Dreams of Epicureans & Stoics

It’s Gottlieb’s Epicureans & Stoics today in CoPhi, a bit more refined than Warburton’s. What would they say about Sunday night’s Oscar kerfuffle? The Epicureans would probably just say not to waste money on Hollywood, the Stoics that there’s no point in grumbling about either Academy (Plato’s or the motion picture industry). Both would advise therapy for anyone who takes it all too seriously. “The key to wisdom is knowing what not to care about.”

It’s also another day for reports, led off by Kurt Vonnegut’s Man Without a Country.

“And on the subject of burning books: I want to congratulate librarians, not famous for their physical strength or their powerful political connections or their great wealth, who, all over this country, have staunchly resisted anti-democratic bullies who have tried to remove certain books from their shelves, and have refused to reveal to thought police the names of persons who have checked out those titles.
So the America I loved still exists, if not in the White House or the Supreme Court or the Senate or the House of Representatives or the media. The America I love still exists at the front desks of our public libraries.”

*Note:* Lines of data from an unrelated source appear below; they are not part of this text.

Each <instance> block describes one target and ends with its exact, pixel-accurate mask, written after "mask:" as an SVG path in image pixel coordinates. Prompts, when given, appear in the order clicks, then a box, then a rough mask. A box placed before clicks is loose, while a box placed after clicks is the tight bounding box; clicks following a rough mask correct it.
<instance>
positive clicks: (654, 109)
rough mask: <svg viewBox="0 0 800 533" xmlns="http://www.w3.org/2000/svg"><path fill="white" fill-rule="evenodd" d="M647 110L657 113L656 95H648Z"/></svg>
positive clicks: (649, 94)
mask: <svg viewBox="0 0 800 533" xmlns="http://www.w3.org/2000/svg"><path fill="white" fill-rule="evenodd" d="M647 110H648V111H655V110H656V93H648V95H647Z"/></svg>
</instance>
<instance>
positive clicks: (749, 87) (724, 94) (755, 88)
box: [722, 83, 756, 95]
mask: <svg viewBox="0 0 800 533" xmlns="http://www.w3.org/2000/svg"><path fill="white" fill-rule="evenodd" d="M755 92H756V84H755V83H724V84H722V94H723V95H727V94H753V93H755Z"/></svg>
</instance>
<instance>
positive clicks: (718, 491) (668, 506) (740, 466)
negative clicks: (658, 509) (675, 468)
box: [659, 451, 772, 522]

And it’s exam day too. We should care about that, but not too much. As James said, the way to prepare for an exam. [How to study]

If you want really to do your best in an examination, fling away the book the day before, say to yourself, “I won’t waste another minute on this miserable thing, and I don’t care an iota whether I succeed or not.” Say this sincerely, and feel it; and go out and play, or go to bed and sleep, and I am sure the results next day will encourage you to use the method permanently. William James, “Gospel of Relaxation

Epicureanism was the ancestral precursor of utilitarianism and its “greatest happiness for the greatest number” approach to life. The big difference, though, is that you can’t really maximize happiness in the style of Jeremy Bentham and J.S. Mill while also shunning “any direct involvement in public life.” Can you?

Epicurus was apparently the first to state the intractable problem of free will and determinism. If the random knocking-about of atoms gives rise to every event, where does that leave us? On the sidelines, observing but not directing our fate? That won’t do. Will it? 

A.J. Ayer said freedom’s not worth much if it’s decoupled from responsibility, and if there’s no knowing what someone’s ever going to do “we do not look upon him as a moral agent. We look upon him rather as a lunatic.” That reminds me of an incident from my vault of undergrad memories, when one of my determined peers set out to demonstrate his and our freedom by doing something unpredictable with a beer mug. He really just demonstrated the truth of Ayer’s observation.
I’m also reminded of the time Ayer faced off with the heavyweight champion of the world. Freedom and responsibility are nothing, if not a threat to one’s bodily health.
The Stoics were porch philosophers, and in the person of Epictetus were more at ease with an unswerving determinism than I. “Wish for everything to happen as it does happen, and your life will be serene.” Really? Is that a responsible form of serenity?

The Stoics thought the Epicureans were wrong about plenty, but agreed with them that we live in a material world. Everything is physical, in its own way. Okay, but we’re natural spirits in the material world. We’re not just bouncing atoms, even if the occasional swerve leaves us guessing about the next configuration. Our breath is fiery and animated, and we have consequential choices and decisions to make.

But there’s a yawning inconsistency at the heart of the Stoic worldview, Gottlieb says. “If  they are right about Fate, then nothing at all is under our control.” Not even our attitudes and inner reactions to external events. Back to the drawing board. Or back to the therapist’s couch.

Can philosophers can be good therapists, or as good (in their different way) as psychologists? People like Lou Marinoff say so. Others say: dream on.